Among its various responsibilities, Rijkswaterstaat is responsible for the maintenance of the primary infrastructure. To make a good trade-off between costs, performance and risks when maintaining assets, Rijkswaterstaat uses a tool called RCMCost.
Too many variables
The request that RWS has approached Cmotions with concerns the input data of their RCMCost model. With this input they can review the expected maintenance per location. Aggregated analyses over many similar locations allows RWS to make better estimations and management of costs. However, the registrations of costs and description per object are not standardized, individuals within the organization fill in the maintenance interface differently.
This is where the complication occurs: With hundreds of locations, multiple unstandardized registration fields and dozens of different experts filling in the registrations, the analysis of costs over locations is time consuming and restricted. Together, RCMCost modelling experts from RWS and data scientists from Cmotions collaborated to develop and implement a data driven solution, to automate and standardize their cost model input data.
The solution
Cmotions implemented and evaluated several different NLP techniques to standardize the input of the RCMCost model.

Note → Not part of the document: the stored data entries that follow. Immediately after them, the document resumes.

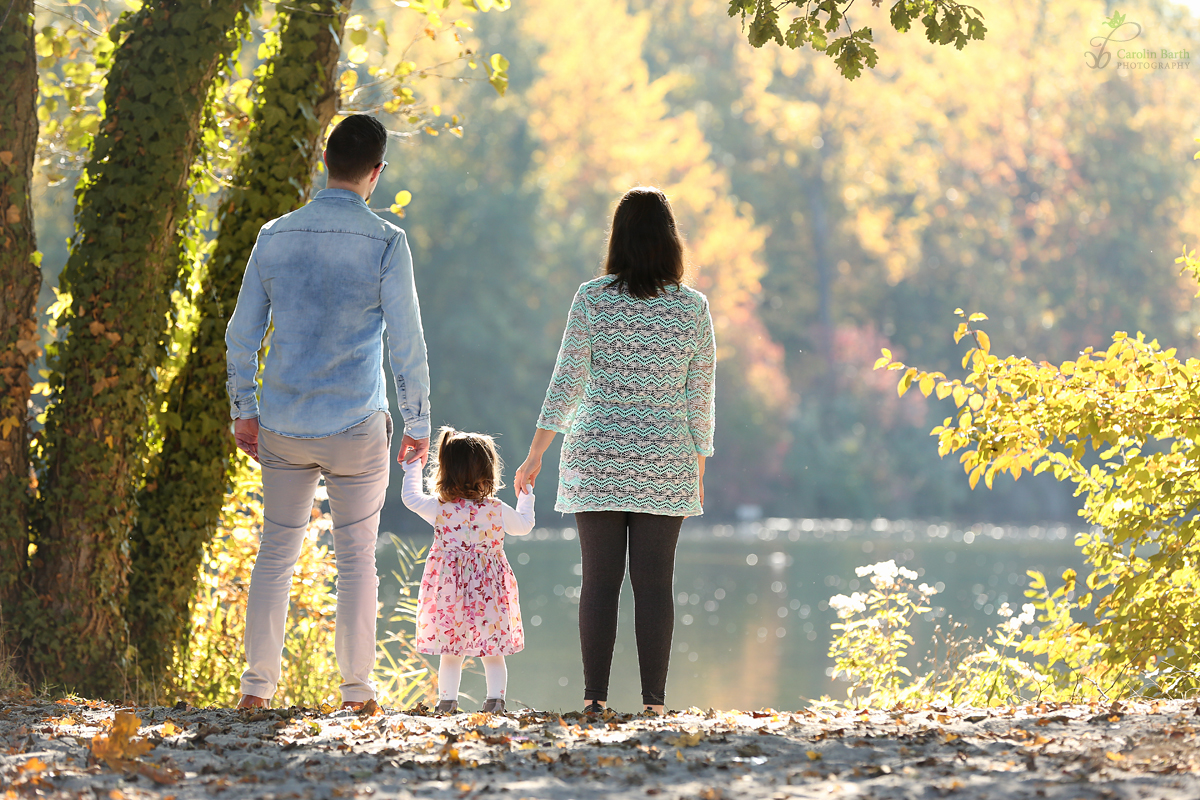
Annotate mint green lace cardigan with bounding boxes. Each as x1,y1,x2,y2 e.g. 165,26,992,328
536,277,716,516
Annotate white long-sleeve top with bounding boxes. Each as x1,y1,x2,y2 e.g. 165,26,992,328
401,461,536,536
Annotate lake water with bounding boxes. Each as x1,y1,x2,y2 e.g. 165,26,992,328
376,518,1087,713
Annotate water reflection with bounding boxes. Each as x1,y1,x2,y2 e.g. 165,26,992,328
377,519,1087,713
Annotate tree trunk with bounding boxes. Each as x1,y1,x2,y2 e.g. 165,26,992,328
0,0,39,633
129,0,353,688
29,0,248,698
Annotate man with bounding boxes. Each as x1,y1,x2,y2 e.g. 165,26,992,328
225,114,430,710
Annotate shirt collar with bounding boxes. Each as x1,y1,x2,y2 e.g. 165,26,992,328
314,188,369,206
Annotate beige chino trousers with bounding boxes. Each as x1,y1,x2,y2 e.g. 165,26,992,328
240,411,392,704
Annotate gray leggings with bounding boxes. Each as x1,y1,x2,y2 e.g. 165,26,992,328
576,511,683,707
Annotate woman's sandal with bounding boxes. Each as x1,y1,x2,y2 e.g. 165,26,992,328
435,699,459,714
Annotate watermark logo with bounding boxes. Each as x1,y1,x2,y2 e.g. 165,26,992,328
1085,10,1190,70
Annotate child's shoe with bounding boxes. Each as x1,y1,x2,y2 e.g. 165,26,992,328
481,698,506,715
435,699,459,714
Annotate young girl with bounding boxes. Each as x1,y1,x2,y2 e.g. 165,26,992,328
402,426,534,714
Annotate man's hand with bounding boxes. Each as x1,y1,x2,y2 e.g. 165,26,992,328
234,417,260,461
398,434,430,466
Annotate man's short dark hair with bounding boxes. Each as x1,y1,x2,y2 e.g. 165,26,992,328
325,115,388,182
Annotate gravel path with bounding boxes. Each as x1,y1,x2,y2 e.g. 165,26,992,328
3,697,1200,798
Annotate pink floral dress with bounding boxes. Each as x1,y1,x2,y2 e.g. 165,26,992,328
401,463,535,656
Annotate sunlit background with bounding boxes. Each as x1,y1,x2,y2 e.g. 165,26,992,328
32,0,1200,709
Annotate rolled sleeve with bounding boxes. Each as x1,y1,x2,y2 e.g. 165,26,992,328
225,243,271,420
381,229,431,440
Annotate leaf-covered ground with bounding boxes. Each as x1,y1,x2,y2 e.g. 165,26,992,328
4,697,1200,798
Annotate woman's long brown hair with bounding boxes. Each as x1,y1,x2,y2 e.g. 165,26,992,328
603,187,685,300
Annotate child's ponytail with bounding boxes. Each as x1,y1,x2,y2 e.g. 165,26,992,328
432,426,504,503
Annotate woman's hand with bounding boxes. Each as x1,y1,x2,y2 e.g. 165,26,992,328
698,455,706,506
514,456,541,497
516,427,558,497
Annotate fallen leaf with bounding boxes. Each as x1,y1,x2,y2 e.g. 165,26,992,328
91,712,151,766
161,720,179,737
18,756,48,774
1105,751,1125,761
534,751,554,763
357,698,381,716
667,730,706,747
698,789,724,800
806,750,822,761
596,755,624,767
136,762,182,785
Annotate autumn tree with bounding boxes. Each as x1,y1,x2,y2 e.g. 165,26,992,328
0,0,39,627
29,0,252,695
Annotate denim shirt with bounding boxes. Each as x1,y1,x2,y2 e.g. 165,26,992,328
225,188,430,440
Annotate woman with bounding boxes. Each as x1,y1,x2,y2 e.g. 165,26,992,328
514,187,716,715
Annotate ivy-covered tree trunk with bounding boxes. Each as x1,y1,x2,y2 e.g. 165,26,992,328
0,0,39,629
30,0,249,697
129,0,353,686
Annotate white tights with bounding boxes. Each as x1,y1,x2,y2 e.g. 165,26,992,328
438,655,507,701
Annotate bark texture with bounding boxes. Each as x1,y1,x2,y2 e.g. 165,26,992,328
0,0,40,634
31,0,247,697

First an exploratory data analysis (EDA) was conducted to find potential patterns and keywords that are frequently occurring. Based on these frequently occurring keywords we were able to narrow down our textual input by selecting one keyword. Moreover, we were able to map these textual entities to the properties of the model, to make the cost analysis much more efficient.
Second, we used a semantic similarity technique, to identify and pair textual fields that are semantically similar. The goal of this step is to merge different terms and label them with a standardized version. Semantic similarity techniques look at the meaning of terms instead of the literal way of writing, enabling to group words that might not look the same but have the same meaning. If you would like to know more about Semantic similarity and how it works, the following blog gives a great overview.
Finally for fields where the textual variety was very high and the results based on semantic similarity were still not accurate enough, a more advanced technique was used. With the help of Generative AI, we were able to map these variety of fields to a small number of standardized values. Large Language Models have a deep understanding of language and can be used to identify meaningful categorisation of words or sentences. In our case, this helped to identify a set of valuable group labels and descriptions for functions that parts of infrastructural locations have.
Standardization leads to greater efficiency
In total, with the use of NLP techniques ranging from keyword selection to Generative AI we were able add standardized labels to the textual fields used as input for the RCMCost model. RWS can use these results to standardize values for efficient RCMCost modeling analyses and to define the standardized values to use in their interface in the future. Key to the success of the project were the close collaboration of RWS business experts and Cmotions NLP experts, the iterative approach and the broad set of NLP techniques considered.